Versioning is the act of assigning a label to a software package (whatever from a single file to a complex application). You surely are used to maven version scheme, and maybe heard about Semantic Versioning (SemVer for friends). But anything labelling software units in order can be understood as versioning: Timestamps, Commit id trees, or just numbers or strings.
One may question the need for versioning. If you only need the latest “state” for your product, you are right, you don’t need versioning at all. Sadly, you will be missing a lot of interesting capabilities:
- History of changes until the current state was reached
- Ability to roll back to a previous state
- Having multiple states simultaneously for the same unit
Sometimes those capabilities are mandatory, hence versioning is a need.
You probably realised I used several words to refer the same idea: unit, package, component, product… Those all mean the same here: something resulting from a development process, that can be stored as one (or many) files.

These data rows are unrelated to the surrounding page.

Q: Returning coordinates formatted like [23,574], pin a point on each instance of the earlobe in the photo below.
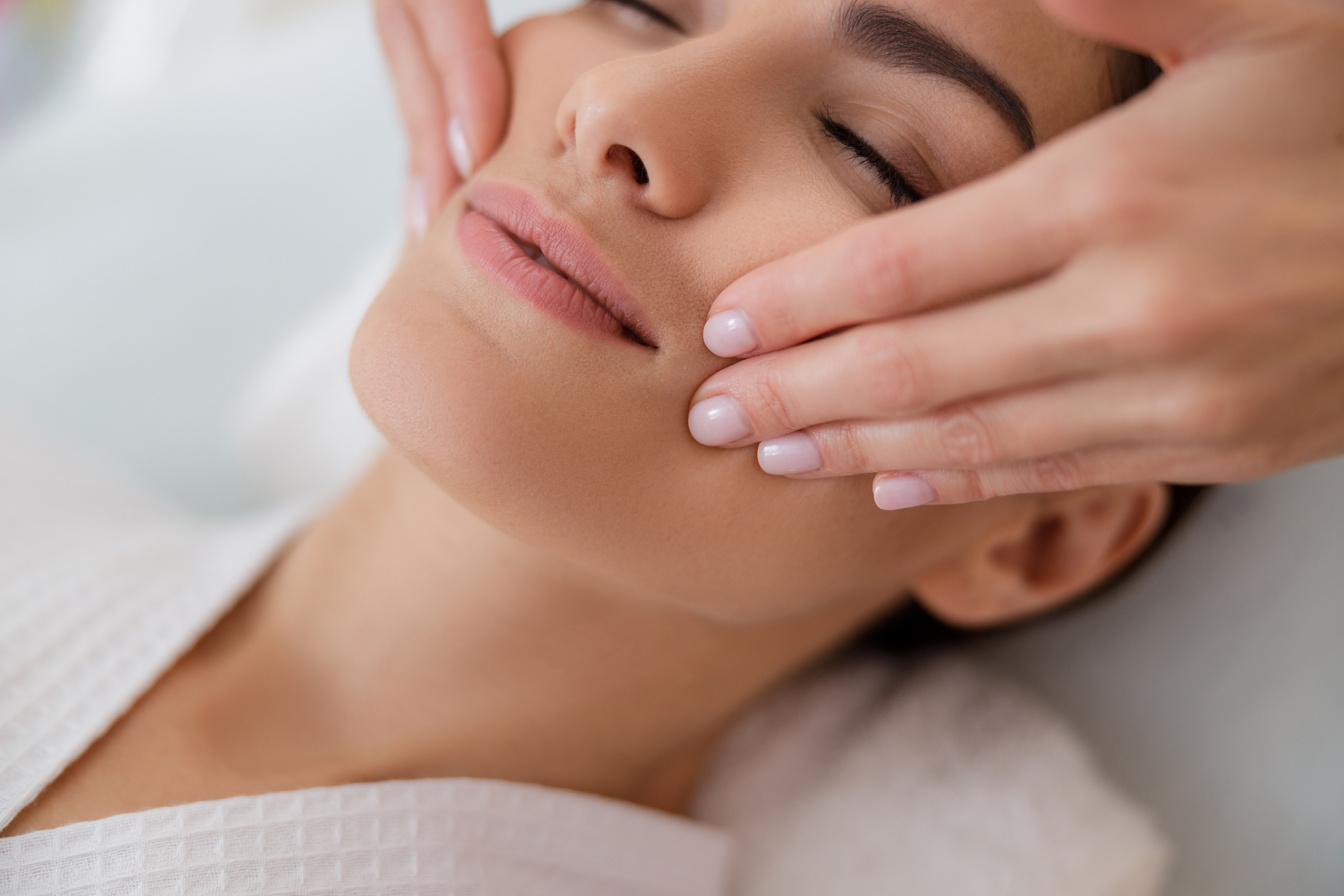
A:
[1057,550]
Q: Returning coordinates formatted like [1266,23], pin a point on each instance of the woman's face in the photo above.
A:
[655,155]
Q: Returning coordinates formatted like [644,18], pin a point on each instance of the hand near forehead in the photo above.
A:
[1157,294]
[452,87]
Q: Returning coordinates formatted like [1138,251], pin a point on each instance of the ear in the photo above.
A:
[1059,548]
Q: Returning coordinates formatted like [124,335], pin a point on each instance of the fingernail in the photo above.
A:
[458,148]
[789,454]
[719,421]
[417,207]
[902,492]
[730,335]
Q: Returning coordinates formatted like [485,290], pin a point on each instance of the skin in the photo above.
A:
[523,589]
[1184,312]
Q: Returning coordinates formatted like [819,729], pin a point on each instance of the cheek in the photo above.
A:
[586,453]
[557,449]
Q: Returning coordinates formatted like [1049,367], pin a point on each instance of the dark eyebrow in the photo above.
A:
[898,40]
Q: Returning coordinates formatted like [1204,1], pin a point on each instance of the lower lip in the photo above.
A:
[496,253]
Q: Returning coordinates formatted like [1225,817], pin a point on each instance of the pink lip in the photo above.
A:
[582,290]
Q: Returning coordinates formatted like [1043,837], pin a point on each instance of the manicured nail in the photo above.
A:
[789,454]
[719,421]
[417,207]
[458,148]
[901,492]
[730,335]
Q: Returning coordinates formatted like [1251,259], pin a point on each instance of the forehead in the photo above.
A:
[1061,77]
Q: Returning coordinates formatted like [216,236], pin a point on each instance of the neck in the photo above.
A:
[401,637]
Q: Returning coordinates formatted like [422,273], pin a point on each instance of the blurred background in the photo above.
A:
[183,182]
[186,183]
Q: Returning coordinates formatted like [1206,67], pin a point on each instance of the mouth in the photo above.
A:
[549,262]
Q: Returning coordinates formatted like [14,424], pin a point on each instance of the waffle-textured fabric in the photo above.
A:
[863,779]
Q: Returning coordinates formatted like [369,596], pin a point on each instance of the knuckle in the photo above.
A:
[965,439]
[766,405]
[969,488]
[846,450]
[1215,414]
[883,276]
[1055,473]
[1116,196]
[1159,313]
[894,372]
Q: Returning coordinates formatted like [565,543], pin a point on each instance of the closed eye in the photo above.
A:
[902,194]
[649,11]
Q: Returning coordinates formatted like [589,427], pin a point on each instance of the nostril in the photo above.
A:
[624,155]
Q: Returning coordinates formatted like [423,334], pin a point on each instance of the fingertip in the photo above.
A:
[417,207]
[460,148]
[902,490]
[731,333]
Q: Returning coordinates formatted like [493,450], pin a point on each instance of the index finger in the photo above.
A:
[467,55]
[997,233]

In fact, when many files are joined into a single file, the result is named a ‘package’, and this is the most common name you will find here.
The fact of assigning a version to a package is named, indeed, versioning. And the union of a package and a version is called ‘artifact’.
Once we have all names clear, I can drop here what for me is one of the most important and complicated questions every software developer should have in mind: how many (and what) artifacts will compose my application?
Let me try to describe the most common cases:
The simplest case is when the application is just a package of code. Maybe is compiled code, or maybe is plain code to be interpreted. No matter what language or paradigm, the simplest case will only need a simple version. And every time code is changed, and those changes have mass enough, a new version is generated.
A version here may be a snapshot of a code repository, a zipped package, a commit id… whatever status holder that can be identified and retrieved.
But most of the time just code is not enough. Code usually depend on third-party libraries (more code). And guess how these dependencies (artifacts) are identified? Versions. So now we have not a single version (for the code), but a collection of versions (code plus dependencies).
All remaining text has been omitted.